Number of moving nodes under different hole radii

Figure 11 depicts the total moving distance of the SNs for each algorithm. As the hole radius increases, the total moving distances of the four algorithms also increase. We observe a similar trend of the total moving distance for the four algorithms, in which our CHHA algorithm results in the lowest total distance of only approximately 18 to 35%, 72 to 89%, and 69 to 83% of that of VFA, VEDGE, and HEAL, respectively.

Fig. 11
figure 11

Total moving distance under different hole radii

Figure 12 shows the total energy consumption. In CHHA, VFA, and HEAL, the SNs move only once, whereas VEDGE performs movement in each round. Therefore, VEDGE consumes more energy for starting and stopping movement. As the hole radius increases, the number of rounds of VEDGE also increases, resulting in greater energy consumption. The total energy consumption of CHHA is the best, i.e., approximately 16 to 34%, 54 to 74%, and 67 to 79% of that of VFA, VEDGE, and HEAL, respectively.

Fig. 12
figure 12

Energy consumption of movement under different hole radii

In the second scenario, we simulate the four algorithms with various number of holes (1 to 5 holes). Figure 13 shows the SN deployment under different numbers of holes.

Fig. 13
figure 13

The SNs deployment under different numbers of holes

Figure 14 shows the numbers of moving SNs. In this scenario, as the number of holes increases, the number of SNs moved by HEAL increases substantially. As shown in the chart, CHHA moves fewer SNs than do the other algorithms.

Fig. 14
figure 14

Number of moving nodes under different numbers of holes

Figure 15 compares the total SN moving distance of each algorithm under different numbers of holes. CHHA outperforms the other algorithm, with a total moving distance of only approximately 18 to 27%, 60 to 87%, and 56 to 79% of that of VFA, VEDGE, and HEAL, respectively.

Fig. 15
figure 15

Total moving distance under different numbers of holes

The amount of energy used during the movement is another important parameter to consider. Figure 16 compares the total energy consumption of movement for each algorithm. Again, CHHA is superior. The total energy consumption of CHHA is only approximately at 18 to 26%, 54 to 73%, and 54 to 78% of that of VFA, VEDGE, and HEAL, respectively. These results clearly illustrate the effectiveness of CHHA in relocating SNs to maximize the coverage area.

Fig. 16
figure 16

Energy consumption of movement under different numbers of holes

6 Conclusion

In this research, we proposed a distributed deployment algorithm to improve WSN area-coverage, namely, the coverage hole-healing algorithm (CHHA). Our contributions are two-fold. We proposed a novel algorithm to detect hole-boundary nodes based on the Delaunay triangulation topology and the property of circumcircles of the Delaunay triangle to detect coverage holes and hole-boundary-nodes. We then proposed a hole-healing algorithm to determine the movement of the SNs required to heal all possible coverage holes to improve area coverage while minimizing the moving distance.

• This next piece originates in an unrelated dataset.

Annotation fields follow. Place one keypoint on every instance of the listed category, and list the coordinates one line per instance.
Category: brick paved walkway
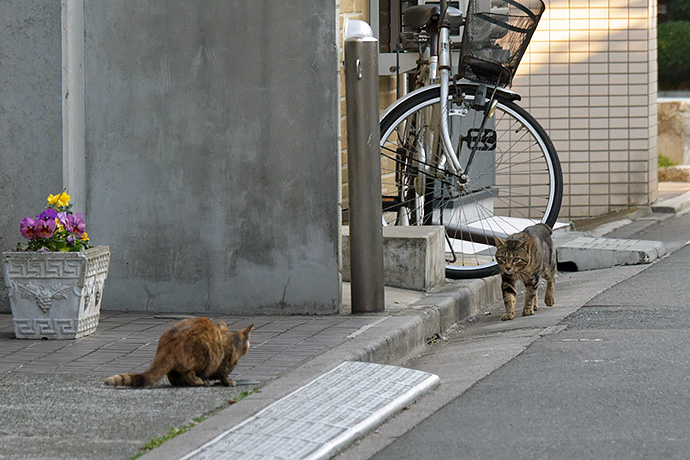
(126, 342)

To evaluate the performance of our proposed scheme, we compared the number of SNs moved, the total movement distance, and the total energy consumption of movement with those of the VFA, VEDGE, and HEAL algorithms. Through intensive simulation experiments, the four algorithms are shown to improve the area coverage by moving the SNs to the optimal locations, thereby achieving full coverage. However, our algorithm outperforms the others on all three metrics. We can confirm that CHHA is suitable for minimizing the total movement distance while moving fewer SNs.

Furthermore, although CHHA can improve area coverage, additional modifications can produce further enhancements. Our future work will solve the area-coverage deployment problem by applying soft-computing algorithms to achieve global optimization.